Деревья уже распустились, и проспект раскинулся впереди бесконечным пологом белых цветов. Поездка в карете прошла неплохо, однако в животе у меня будто пчелы устроили гнездо. Гарет предложил меня сопровождать, но я сказала, что должна сделать это одна. Мы договорились после всего встретиться у Собора Парижской Богоматери.

Сомерсет-Парк был продан американскому кузену мисс Гиббонс. Увы, до нас дошли слухи, что значительную часть поместья несколько недель назад уничтожил пожар.

Джозеф по секрету сказал, мол, считает, что за все в ответе призрак Одры.

Но я-то знала. Призраков не существует.

Кошмары о том, как я тону, снились мне все реже. Возможно, гадалка в конце концов оказалась права. Я действительно умерла в воде той ночью. А из подземелья вышла новая женщина – та, что заслуживает счастья и готова за него бороться.

Карета с мягким толчком остановилась. Я бросила взгляд на элегантный особняк.

– О, – выдохнула я, а моя и без того небольшая решимость начала таять.

Дверь экипажа отворилась, рядом уже стоял лакей, дожидаясь, пока я выйду. Я ступила на залитую солнцем улицу, разгладила платье и коснулась ленты на шее, тревожась, что узел ослаб.

Открылась створка парадной двери, но за ней, в отличие от Сомерсет-Парка, меня встретила молодая горничная.

– Bonjour, mademoiselle[7].

Я вручила ей свою визитную карточку. Она прочла мое имя и широко распахнула глаза. А я надеялась, что новое платье и капор подходят. Надеялась, что она не заметит, как я дрожу в своих туфлях.
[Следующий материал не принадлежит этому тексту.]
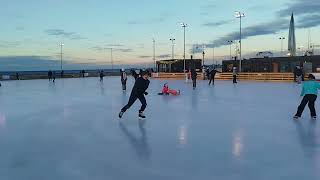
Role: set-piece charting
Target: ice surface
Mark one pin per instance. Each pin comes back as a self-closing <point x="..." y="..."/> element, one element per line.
<point x="70" y="131"/>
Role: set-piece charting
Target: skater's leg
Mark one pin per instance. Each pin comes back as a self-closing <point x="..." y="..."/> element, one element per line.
<point x="143" y="102"/>
<point x="312" y="99"/>
<point x="132" y="99"/>
<point x="302" y="105"/>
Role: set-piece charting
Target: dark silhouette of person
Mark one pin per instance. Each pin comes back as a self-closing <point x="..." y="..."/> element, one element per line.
<point x="134" y="73"/>
<point x="50" y="75"/>
<point x="212" y="75"/>
<point x="101" y="75"/>
<point x="17" y="76"/>
<point x="123" y="79"/>
<point x="194" y="75"/>
<point x="62" y="74"/>
<point x="138" y="92"/>
<point x="54" y="76"/>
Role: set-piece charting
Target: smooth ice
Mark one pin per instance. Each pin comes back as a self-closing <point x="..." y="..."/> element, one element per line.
<point x="70" y="131"/>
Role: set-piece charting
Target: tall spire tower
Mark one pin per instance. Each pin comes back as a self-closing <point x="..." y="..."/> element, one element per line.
<point x="292" y="38"/>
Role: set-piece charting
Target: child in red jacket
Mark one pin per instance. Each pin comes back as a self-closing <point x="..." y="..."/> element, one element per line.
<point x="167" y="91"/>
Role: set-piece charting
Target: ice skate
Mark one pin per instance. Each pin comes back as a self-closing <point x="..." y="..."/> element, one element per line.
<point x="121" y="114"/>
<point x="141" y="115"/>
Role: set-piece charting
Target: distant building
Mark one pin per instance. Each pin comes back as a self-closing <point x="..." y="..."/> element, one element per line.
<point x="292" y="38"/>
<point x="275" y="64"/>
<point x="176" y="65"/>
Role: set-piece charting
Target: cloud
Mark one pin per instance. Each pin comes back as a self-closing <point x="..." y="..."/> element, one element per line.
<point x="9" y="44"/>
<point x="164" y="56"/>
<point x="64" y="34"/>
<point x="100" y="48"/>
<point x="218" y="23"/>
<point x="97" y="48"/>
<point x="309" y="21"/>
<point x="20" y="28"/>
<point x="115" y="45"/>
<point x="125" y="50"/>
<point x="306" y="19"/>
<point x="299" y="7"/>
<point x="144" y="57"/>
<point x="147" y="21"/>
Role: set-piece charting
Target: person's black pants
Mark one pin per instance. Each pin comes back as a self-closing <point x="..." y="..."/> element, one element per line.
<point x="310" y="100"/>
<point x="132" y="99"/>
<point x="194" y="83"/>
<point x="211" y="80"/>
<point x="124" y="84"/>
<point x="234" y="78"/>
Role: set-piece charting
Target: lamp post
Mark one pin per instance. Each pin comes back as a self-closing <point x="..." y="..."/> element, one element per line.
<point x="212" y="55"/>
<point x="281" y="39"/>
<point x="240" y="15"/>
<point x="111" y="57"/>
<point x="184" y="25"/>
<point x="230" y="44"/>
<point x="172" y="40"/>
<point x="61" y="45"/>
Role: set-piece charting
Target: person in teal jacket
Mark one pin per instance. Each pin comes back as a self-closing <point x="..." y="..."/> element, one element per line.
<point x="309" y="93"/>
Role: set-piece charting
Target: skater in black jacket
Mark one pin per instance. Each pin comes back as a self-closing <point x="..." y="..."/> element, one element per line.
<point x="138" y="92"/>
<point x="123" y="79"/>
<point x="194" y="78"/>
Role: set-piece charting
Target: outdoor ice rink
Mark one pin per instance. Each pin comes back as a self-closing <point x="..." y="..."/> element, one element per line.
<point x="70" y="131"/>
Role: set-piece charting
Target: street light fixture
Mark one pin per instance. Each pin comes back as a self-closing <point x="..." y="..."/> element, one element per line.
<point x="281" y="39"/>
<point x="154" y="53"/>
<point x="172" y="40"/>
<point x="240" y="15"/>
<point x="111" y="57"/>
<point x="184" y="25"/>
<point x="230" y="44"/>
<point x="61" y="45"/>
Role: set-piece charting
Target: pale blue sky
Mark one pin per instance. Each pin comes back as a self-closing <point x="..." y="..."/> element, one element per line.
<point x="36" y="27"/>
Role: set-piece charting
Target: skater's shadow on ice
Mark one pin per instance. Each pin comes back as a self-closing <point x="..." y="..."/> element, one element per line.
<point x="308" y="137"/>
<point x="139" y="144"/>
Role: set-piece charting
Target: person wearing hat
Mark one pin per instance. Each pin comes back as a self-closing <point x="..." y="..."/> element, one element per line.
<point x="309" y="93"/>
<point x="123" y="79"/>
<point x="138" y="92"/>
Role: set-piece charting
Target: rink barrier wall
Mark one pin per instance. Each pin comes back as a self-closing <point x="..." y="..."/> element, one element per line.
<point x="281" y="77"/>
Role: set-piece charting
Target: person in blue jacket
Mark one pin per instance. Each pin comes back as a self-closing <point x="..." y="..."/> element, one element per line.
<point x="309" y="93"/>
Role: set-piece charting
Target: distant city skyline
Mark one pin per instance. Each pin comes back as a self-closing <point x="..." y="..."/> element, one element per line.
<point x="32" y="31"/>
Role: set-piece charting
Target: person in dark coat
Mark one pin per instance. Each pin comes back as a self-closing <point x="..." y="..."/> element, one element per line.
<point x="50" y="75"/>
<point x="53" y="76"/>
<point x="101" y="75"/>
<point x="134" y="74"/>
<point x="138" y="92"/>
<point x="17" y="76"/>
<point x="62" y="74"/>
<point x="194" y="78"/>
<point x="123" y="79"/>
<point x="212" y="75"/>
<point x="298" y="74"/>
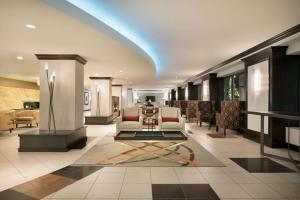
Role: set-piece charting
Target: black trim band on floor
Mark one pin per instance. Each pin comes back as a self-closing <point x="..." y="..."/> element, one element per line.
<point x="48" y="184"/>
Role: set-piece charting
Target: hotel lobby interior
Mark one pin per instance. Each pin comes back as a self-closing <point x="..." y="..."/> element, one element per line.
<point x="149" y="99"/>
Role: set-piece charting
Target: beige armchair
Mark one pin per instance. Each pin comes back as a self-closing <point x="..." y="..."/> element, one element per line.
<point x="170" y="119"/>
<point x="130" y="119"/>
<point x="27" y="117"/>
<point x="7" y="120"/>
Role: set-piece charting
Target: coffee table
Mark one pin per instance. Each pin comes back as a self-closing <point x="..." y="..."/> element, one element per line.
<point x="160" y="140"/>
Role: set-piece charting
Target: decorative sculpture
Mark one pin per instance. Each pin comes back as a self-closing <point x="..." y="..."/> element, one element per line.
<point x="50" y="83"/>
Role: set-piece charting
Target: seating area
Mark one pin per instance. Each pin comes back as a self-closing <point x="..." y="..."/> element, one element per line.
<point x="12" y="119"/>
<point x="149" y="100"/>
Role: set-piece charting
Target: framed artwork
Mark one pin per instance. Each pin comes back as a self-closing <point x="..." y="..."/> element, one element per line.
<point x="86" y="98"/>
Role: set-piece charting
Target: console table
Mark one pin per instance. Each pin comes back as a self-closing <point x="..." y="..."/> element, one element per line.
<point x="157" y="139"/>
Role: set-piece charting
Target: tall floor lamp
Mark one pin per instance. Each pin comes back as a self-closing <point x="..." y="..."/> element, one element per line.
<point x="50" y="83"/>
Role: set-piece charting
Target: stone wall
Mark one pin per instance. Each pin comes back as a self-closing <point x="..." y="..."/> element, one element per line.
<point x="13" y="93"/>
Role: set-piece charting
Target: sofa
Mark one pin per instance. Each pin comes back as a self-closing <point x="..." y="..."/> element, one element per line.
<point x="7" y="120"/>
<point x="130" y="119"/>
<point x="28" y="117"/>
<point x="170" y="119"/>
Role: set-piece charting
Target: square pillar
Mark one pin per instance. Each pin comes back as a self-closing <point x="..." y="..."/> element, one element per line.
<point x="68" y="97"/>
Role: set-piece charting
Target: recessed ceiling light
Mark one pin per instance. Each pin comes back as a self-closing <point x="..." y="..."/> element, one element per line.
<point x="30" y="26"/>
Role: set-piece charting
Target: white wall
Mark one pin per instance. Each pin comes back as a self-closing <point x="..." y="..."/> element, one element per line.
<point x="105" y="97"/>
<point x="159" y="97"/>
<point x="129" y="97"/>
<point x="294" y="48"/>
<point x="117" y="91"/>
<point x="258" y="94"/>
<point x="88" y="106"/>
<point x="205" y="90"/>
<point x="231" y="69"/>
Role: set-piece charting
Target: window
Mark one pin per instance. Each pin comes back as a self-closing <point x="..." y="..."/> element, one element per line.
<point x="234" y="87"/>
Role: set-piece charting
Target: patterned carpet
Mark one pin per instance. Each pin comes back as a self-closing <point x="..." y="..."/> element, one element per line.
<point x="108" y="152"/>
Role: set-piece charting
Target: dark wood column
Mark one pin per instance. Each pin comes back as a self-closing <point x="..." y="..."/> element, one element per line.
<point x="192" y="91"/>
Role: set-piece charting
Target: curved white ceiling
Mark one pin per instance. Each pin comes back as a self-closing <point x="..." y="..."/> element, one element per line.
<point x="186" y="37"/>
<point x="60" y="33"/>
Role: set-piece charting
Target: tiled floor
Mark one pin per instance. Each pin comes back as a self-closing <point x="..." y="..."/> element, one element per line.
<point x="230" y="182"/>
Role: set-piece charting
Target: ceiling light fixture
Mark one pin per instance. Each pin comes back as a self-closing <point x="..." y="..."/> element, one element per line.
<point x="30" y="26"/>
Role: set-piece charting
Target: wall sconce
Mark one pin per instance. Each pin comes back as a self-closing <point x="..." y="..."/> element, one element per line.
<point x="98" y="101"/>
<point x="205" y="89"/>
<point x="186" y="93"/>
<point x="257" y="81"/>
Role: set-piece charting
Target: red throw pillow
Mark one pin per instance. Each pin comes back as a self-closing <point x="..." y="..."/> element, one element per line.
<point x="130" y="118"/>
<point x="170" y="119"/>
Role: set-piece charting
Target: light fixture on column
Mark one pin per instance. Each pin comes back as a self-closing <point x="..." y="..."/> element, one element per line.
<point x="257" y="82"/>
<point x="50" y="83"/>
<point x="186" y="94"/>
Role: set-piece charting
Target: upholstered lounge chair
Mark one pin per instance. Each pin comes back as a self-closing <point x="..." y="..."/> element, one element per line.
<point x="7" y="120"/>
<point x="170" y="119"/>
<point x="130" y="120"/>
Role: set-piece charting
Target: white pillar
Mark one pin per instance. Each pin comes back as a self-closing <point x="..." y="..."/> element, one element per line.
<point x="68" y="94"/>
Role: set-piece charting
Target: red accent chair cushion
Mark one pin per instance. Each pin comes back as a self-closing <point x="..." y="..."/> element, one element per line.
<point x="170" y="119"/>
<point x="130" y="118"/>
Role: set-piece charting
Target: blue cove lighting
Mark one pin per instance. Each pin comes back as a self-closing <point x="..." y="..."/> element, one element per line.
<point x="101" y="13"/>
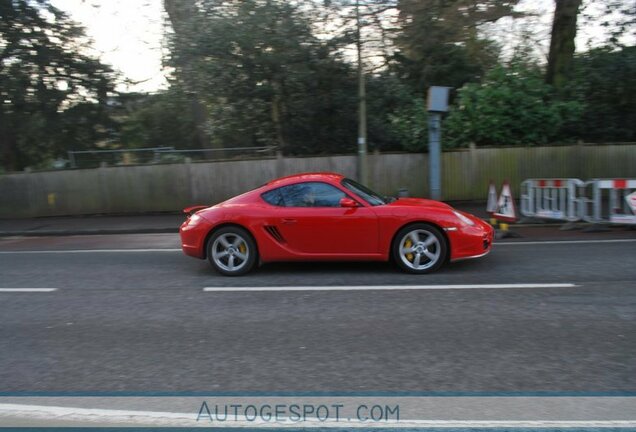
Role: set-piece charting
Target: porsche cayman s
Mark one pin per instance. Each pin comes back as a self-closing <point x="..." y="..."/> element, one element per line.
<point x="327" y="217"/>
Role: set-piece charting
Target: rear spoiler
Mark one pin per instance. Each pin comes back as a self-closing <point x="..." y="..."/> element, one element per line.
<point x="191" y="210"/>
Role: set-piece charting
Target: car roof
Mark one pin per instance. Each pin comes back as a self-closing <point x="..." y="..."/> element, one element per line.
<point x="311" y="176"/>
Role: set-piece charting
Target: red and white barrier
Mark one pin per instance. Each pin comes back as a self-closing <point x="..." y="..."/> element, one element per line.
<point x="551" y="199"/>
<point x="613" y="201"/>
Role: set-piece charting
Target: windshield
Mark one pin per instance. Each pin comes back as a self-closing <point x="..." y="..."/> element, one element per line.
<point x="364" y="192"/>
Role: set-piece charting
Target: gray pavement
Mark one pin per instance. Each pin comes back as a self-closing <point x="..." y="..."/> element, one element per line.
<point x="126" y="224"/>
<point x="140" y="320"/>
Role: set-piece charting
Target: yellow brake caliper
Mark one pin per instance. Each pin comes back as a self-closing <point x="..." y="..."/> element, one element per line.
<point x="408" y="243"/>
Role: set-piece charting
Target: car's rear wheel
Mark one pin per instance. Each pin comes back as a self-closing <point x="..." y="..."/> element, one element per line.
<point x="420" y="248"/>
<point x="232" y="251"/>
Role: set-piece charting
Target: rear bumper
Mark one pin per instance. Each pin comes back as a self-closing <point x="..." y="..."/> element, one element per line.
<point x="193" y="237"/>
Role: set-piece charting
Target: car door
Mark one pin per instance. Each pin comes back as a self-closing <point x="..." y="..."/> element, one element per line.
<point x="311" y="221"/>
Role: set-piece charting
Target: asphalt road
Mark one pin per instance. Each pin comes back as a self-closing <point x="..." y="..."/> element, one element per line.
<point x="138" y="320"/>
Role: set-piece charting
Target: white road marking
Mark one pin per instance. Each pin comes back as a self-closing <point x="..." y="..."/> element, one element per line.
<point x="90" y="416"/>
<point x="27" y="289"/>
<point x="389" y="287"/>
<point x="523" y="243"/>
<point x="78" y="251"/>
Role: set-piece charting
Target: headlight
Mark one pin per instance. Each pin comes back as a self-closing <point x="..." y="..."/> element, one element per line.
<point x="463" y="218"/>
<point x="194" y="219"/>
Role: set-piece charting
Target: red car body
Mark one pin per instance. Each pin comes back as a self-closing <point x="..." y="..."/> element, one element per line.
<point x="358" y="232"/>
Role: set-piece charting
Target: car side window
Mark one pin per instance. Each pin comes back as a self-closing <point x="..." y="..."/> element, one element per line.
<point x="310" y="194"/>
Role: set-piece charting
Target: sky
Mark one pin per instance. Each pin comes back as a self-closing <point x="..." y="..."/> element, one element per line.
<point x="128" y="34"/>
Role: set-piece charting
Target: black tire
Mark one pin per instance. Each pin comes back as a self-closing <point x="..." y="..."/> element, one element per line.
<point x="232" y="251"/>
<point x="419" y="248"/>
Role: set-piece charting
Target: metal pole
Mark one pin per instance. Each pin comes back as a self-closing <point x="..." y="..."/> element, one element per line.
<point x="434" y="154"/>
<point x="363" y="172"/>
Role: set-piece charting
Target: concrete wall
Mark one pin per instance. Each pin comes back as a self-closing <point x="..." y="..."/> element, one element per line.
<point x="155" y="188"/>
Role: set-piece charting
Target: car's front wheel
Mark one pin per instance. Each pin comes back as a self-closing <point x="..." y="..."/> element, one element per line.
<point x="232" y="251"/>
<point x="420" y="248"/>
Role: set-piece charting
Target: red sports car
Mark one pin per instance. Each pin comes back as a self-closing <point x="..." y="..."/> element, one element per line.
<point x="327" y="217"/>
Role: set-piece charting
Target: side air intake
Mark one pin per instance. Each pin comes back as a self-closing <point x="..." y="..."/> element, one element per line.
<point x="273" y="231"/>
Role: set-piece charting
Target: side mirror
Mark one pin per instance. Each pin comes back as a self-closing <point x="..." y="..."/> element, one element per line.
<point x="348" y="202"/>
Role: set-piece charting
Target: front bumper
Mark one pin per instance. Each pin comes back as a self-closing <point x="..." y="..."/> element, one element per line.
<point x="471" y="241"/>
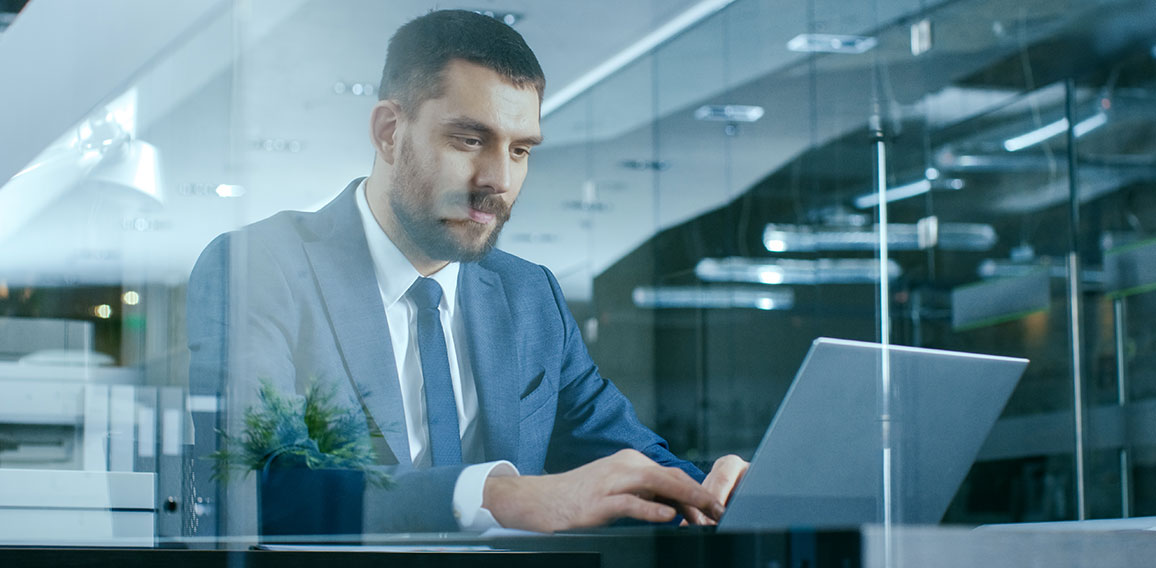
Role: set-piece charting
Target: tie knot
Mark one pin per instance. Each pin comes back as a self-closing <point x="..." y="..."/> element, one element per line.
<point x="425" y="293"/>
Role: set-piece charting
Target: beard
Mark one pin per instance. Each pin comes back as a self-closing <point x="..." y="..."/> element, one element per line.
<point x="414" y="204"/>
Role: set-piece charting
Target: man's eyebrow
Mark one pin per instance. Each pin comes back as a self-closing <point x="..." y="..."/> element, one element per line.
<point x="469" y="124"/>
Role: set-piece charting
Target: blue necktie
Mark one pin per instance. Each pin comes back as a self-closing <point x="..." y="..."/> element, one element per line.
<point x="441" y="410"/>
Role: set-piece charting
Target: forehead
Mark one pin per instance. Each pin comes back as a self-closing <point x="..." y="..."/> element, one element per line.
<point x="478" y="93"/>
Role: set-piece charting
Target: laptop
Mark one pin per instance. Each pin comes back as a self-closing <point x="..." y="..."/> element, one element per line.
<point x="821" y="462"/>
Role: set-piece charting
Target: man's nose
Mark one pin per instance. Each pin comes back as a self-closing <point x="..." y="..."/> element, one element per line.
<point x="494" y="171"/>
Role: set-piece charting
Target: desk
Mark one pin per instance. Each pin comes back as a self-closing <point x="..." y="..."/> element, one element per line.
<point x="910" y="546"/>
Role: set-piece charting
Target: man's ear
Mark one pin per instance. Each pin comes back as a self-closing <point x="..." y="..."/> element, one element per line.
<point x="383" y="128"/>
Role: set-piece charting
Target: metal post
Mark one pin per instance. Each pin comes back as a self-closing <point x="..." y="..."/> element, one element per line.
<point x="1075" y="301"/>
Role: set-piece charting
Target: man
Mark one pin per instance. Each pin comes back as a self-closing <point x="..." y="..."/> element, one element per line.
<point x="397" y="277"/>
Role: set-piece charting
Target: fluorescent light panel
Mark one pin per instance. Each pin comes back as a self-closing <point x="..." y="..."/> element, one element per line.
<point x="806" y="238"/>
<point x="868" y="200"/>
<point x="1053" y="130"/>
<point x="680" y="23"/>
<point x="830" y="43"/>
<point x="823" y="271"/>
<point x="730" y="112"/>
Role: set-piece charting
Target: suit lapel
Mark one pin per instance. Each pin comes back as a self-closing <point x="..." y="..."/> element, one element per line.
<point x="345" y="275"/>
<point x="489" y="329"/>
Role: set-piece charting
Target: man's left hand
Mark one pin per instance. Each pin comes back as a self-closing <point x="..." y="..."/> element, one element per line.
<point x="720" y="482"/>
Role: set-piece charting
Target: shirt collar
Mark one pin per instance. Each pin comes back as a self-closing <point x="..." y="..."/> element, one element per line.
<point x="394" y="273"/>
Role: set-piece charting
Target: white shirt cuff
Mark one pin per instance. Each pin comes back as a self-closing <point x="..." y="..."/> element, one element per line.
<point x="468" y="493"/>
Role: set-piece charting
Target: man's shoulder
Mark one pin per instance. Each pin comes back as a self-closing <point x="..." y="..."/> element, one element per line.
<point x="506" y="264"/>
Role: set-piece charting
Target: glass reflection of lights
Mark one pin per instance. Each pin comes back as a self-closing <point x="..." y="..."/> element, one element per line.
<point x="823" y="271"/>
<point x="712" y="297"/>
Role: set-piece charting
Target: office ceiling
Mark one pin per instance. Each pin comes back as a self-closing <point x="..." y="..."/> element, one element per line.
<point x="260" y="95"/>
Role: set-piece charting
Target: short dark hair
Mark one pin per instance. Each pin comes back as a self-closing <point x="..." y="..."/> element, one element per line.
<point x="421" y="49"/>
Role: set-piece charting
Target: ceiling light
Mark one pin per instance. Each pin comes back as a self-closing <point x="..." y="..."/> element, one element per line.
<point x="134" y="164"/>
<point x="227" y="190"/>
<point x="822" y="271"/>
<point x="506" y="17"/>
<point x="911" y="190"/>
<point x="680" y="23"/>
<point x="899" y="192"/>
<point x="830" y="43"/>
<point x="713" y="297"/>
<point x="1053" y="130"/>
<point x="920" y="37"/>
<point x="730" y="112"/>
<point x="948" y="236"/>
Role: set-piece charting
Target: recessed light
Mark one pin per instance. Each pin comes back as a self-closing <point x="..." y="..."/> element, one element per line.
<point x="506" y="17"/>
<point x="730" y="112"/>
<point x="830" y="43"/>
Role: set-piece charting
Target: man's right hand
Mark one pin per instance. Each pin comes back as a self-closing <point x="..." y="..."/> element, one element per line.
<point x="627" y="484"/>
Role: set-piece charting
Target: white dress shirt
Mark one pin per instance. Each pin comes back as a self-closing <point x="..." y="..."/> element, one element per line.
<point x="394" y="277"/>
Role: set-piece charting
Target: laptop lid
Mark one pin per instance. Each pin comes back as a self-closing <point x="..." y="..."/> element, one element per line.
<point x="821" y="462"/>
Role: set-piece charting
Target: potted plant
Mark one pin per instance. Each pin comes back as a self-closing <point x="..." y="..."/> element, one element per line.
<point x="313" y="459"/>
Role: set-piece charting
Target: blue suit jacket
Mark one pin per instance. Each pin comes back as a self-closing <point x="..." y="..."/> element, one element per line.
<point x="294" y="299"/>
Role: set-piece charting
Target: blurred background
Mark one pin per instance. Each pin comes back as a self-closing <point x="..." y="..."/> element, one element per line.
<point x="708" y="196"/>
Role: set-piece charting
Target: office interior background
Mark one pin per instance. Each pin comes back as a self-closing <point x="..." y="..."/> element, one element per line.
<point x="708" y="196"/>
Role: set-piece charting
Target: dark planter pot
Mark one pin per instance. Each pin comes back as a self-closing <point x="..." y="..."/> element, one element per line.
<point x="310" y="503"/>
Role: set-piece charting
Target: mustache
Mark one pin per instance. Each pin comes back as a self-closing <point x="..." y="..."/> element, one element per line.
<point x="488" y="203"/>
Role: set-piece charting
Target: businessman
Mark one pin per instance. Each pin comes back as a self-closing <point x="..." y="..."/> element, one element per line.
<point x="465" y="360"/>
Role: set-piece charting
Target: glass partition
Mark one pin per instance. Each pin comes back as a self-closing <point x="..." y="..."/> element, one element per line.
<point x="748" y="177"/>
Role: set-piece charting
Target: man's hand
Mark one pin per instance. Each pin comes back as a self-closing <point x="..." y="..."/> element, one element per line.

Надеялась, что я всем понравлюсь.

– Сюда, пожалуйста, мисс Тиммонс, – сказала она с сильным французским выговором и повела меня через холл, а потом дальше по коридору.

Мы остановились у желтой двери, служанка постучала и открыла створку.

Все взволнованные лица повернулись ко мне. Я замерла у порога гостиной. На сей раз у меня не было при себе саквояжа с реквизитом. Только я сама.

Пожилая дама в платье тонкого шелка поднялась и пошла мне навстречу. Глаза у нее были как у maman. Она немного сутулилась, белые волосы были уложены в изящную прическу. Подойдя, дама взяла мою ладонь в свои морщинистые руки. Казалось, она впитывает меня, изучая каждую мою черточку. Она долго говорила, но столь беглый французский я не понимала. Тогда она широко мне улыбнулась.

В груди потеплело.

Тут же рядом оказалась дама помоложе, которая тоже улыбнулась и тронула меня за плечо.

– Она говорит, вы выглядите в точности как ее Жюстин. Те же волосы, те же глаза.

Жюстин – maman.

Сердце видит неподвластное взгляду.

Горло перехватило, и я кивнула.

– Merci, grand-mère[8], – сказала я, надеясь, что у меня не слишком ужасный выговор.

Она коснулась моей щеки.

– Ma petite chérie… – А затем заключила меня в объятия.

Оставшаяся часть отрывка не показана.